You just left your dentist and the news wasn’t great. What you thought was a simple case of brushing too hard, has now been diagnosed as gingivitis. Like most people, you wonder if you could have done more to prevent this. You may also be wondering just what exactly gingivitis is. Look no further, we have the answers to your gingivitis questions.
What is Gingivitis?
Gingivitis is defined as inflammation of the gums. It’s a simple definition for a surprisingly complex topic. When diagnosed with gingivitis, the definition is more than a symptom of inflammation. Gingivitis is described as tender, swollen gums. They could also be bright red and sensitive to heat, cold, and pressure. While gingivitis is a common problem, it could potentially lead to other gum diseases and eventual tooth loss.
Can You Catch Gingivitis?
Most people don’t realize that gingivitis is contagious. Because it’s considered an infection, it acts just like other infections. Therefore, if you sharing food or even kiss someone with gingivitis, you can absolutely introduce those bacteria to your mouth. So yes, you should take caution if you’re regularly with someone with gingivitis.
The good news is that by taking care of your own oral health, this disease is treatable. Brushing, rinsing, and flossing help prevents germs from settling into your gums. Just like the rest of your body fights infection best when it’s healthy, healthy gums withstand a brush with bacteria.
How Do You Get Gingivitis?
The life of gingivitis starts out as a simple plaque source. When you eat or drink, the bacteria on your teeth eat the same food you do. Unfortunately, they also excrete that food, in the form of plaque. Plaque is the soft, almost white substance that you brush and floss off every time you clean your teeth. Plaque is not good, but regularly brushing and flossing keeps it mild. When you miss your cleaning, plaque builds up and accumulates into tartar.

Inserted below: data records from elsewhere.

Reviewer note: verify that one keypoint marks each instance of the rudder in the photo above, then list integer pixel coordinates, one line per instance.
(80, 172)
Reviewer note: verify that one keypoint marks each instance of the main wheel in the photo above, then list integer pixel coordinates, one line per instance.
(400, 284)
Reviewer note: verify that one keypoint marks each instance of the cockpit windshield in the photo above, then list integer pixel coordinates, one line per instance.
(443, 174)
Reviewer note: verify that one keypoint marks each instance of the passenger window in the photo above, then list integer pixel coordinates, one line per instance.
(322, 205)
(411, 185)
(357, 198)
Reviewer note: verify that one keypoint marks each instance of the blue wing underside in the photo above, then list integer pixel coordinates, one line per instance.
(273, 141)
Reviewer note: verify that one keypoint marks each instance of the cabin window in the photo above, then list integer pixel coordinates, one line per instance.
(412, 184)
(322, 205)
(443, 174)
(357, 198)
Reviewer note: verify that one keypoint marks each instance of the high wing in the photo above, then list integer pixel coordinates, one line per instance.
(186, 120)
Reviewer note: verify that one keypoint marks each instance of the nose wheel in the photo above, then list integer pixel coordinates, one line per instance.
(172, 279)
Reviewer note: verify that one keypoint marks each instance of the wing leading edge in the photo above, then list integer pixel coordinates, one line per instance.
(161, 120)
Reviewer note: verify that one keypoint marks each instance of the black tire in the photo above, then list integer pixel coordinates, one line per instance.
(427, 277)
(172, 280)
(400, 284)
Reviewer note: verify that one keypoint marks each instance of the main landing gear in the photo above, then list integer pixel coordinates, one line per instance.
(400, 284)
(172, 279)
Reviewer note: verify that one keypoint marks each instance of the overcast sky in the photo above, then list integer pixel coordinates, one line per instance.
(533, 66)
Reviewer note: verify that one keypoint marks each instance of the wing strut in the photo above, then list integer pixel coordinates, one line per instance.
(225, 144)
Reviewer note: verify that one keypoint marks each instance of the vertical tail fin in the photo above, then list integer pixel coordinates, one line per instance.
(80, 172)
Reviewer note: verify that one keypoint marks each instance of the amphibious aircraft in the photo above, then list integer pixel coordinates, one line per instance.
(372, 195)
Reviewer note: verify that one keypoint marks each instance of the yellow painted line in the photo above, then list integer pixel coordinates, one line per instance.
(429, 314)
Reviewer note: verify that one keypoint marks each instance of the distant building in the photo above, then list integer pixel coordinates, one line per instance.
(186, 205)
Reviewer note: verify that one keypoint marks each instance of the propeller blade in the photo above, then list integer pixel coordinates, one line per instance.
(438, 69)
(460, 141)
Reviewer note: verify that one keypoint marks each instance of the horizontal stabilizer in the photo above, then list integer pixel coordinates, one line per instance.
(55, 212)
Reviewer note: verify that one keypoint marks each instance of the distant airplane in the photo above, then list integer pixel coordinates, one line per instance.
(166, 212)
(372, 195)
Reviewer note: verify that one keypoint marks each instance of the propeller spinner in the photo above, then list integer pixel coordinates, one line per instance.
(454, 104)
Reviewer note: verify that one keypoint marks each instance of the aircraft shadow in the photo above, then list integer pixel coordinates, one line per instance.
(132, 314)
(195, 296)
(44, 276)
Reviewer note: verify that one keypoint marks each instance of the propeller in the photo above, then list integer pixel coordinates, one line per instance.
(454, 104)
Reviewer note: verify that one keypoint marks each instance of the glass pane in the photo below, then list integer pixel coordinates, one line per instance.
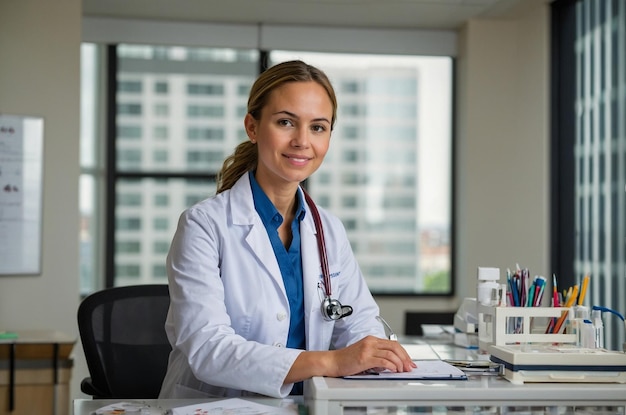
(179, 109)
(146, 216)
(387, 174)
(91, 185)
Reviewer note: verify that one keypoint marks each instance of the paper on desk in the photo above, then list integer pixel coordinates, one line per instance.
(425, 370)
(233, 406)
(123, 408)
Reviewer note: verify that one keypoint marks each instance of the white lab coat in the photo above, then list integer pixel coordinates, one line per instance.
(229, 315)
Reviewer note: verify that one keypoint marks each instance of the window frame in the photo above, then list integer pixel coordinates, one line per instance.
(110, 31)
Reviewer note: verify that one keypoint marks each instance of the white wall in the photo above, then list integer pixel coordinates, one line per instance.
(502, 178)
(40, 76)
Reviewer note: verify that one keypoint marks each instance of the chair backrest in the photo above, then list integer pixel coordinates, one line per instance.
(123, 336)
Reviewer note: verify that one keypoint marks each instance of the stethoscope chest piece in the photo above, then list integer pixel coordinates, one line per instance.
(333, 310)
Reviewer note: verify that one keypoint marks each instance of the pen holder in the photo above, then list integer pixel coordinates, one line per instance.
(498, 326)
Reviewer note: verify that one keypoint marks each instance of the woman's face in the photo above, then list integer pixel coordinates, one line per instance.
(293, 133)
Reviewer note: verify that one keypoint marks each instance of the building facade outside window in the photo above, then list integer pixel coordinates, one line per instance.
(387, 175)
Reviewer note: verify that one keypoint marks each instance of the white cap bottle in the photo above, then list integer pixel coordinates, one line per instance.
(488, 284)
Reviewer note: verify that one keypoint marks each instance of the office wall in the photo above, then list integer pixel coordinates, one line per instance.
(502, 153)
(40, 76)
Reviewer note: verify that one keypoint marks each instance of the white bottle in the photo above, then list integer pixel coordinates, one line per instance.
(598, 328)
(488, 284)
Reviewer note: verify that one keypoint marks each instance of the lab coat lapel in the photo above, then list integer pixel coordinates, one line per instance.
(258, 243)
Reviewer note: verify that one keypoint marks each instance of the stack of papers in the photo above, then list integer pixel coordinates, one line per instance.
(425, 370)
(234, 406)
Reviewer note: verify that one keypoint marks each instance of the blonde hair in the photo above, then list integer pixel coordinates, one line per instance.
(245, 156)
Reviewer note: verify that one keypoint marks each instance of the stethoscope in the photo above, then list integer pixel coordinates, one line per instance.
(331, 308)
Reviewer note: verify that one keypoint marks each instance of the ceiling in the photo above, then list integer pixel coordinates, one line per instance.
(400, 14)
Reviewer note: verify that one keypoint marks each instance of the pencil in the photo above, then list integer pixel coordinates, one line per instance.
(569, 303)
(583, 290)
(555, 293)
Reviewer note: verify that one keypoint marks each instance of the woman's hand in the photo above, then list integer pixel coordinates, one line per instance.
(371, 353)
(368, 353)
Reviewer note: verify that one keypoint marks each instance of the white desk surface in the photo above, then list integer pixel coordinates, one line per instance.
(160, 406)
(324, 395)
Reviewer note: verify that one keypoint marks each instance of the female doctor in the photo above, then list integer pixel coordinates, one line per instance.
(251, 312)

This is a hard substance that is very difficult to get off on your own. Most people experience some tartar build up, but have it removed during regular cleanings. This is why your six-month cleanings at the dentist are important; they keep tartar build-up under control.
When left unchecked, tartar begins to extend above and below the gum line. In time, gingivitis develops. Your gums become soft, inflamed, and sensitive. Gingivitis symptoms make your mouth so uncomfortable. If left uncheck, gingivitis eventually causes gum separation, bad breath, and bleeding.
How to Get Rid of Gingivitis
There are home remedies that claim to address gingivitis, however, it’s best if you see your dentist about it. Because the root cause of gingivitis is tartar build up under your gums, it’s difficult for your toothbrush to reach all these areas. The symptoms of gingivitis can be treated with home remedies. For example, gently swishing diluted hydrogen peroxide helps to treat symptoms in your gums. However, to cure gingivitis, you should make a trip to see your dentist. They can clean your teeth and help you establish the good brushing and flossing habits that will keep you healthy.
How to Prevent Gingivitis
You can prevent gingivitis the same way you prevent cavities, with brushing and flossing. The best way to prevent gingivitis is to stop plaque from building up and forming tartar, to begin with. You can begin by carrying a small, travel toothbrush and travel floss with you to work, etc. In time, brushing becomes a simple habit. Until then, make yourself a checklist and check off brushing and flossing 3-4 times a day. Your teeth will thank you.
Gingivitis symptoms are uncomfortable even at the start, but they just get worse with time. Your dentist can diagnose gingivitis and help you control it. You’re going to have to prevent gingivitis yourself, through good brushing and flossing. If someone you love has gingivitis, exercise caution. Yes, it can be contagious—but you can protect yourself.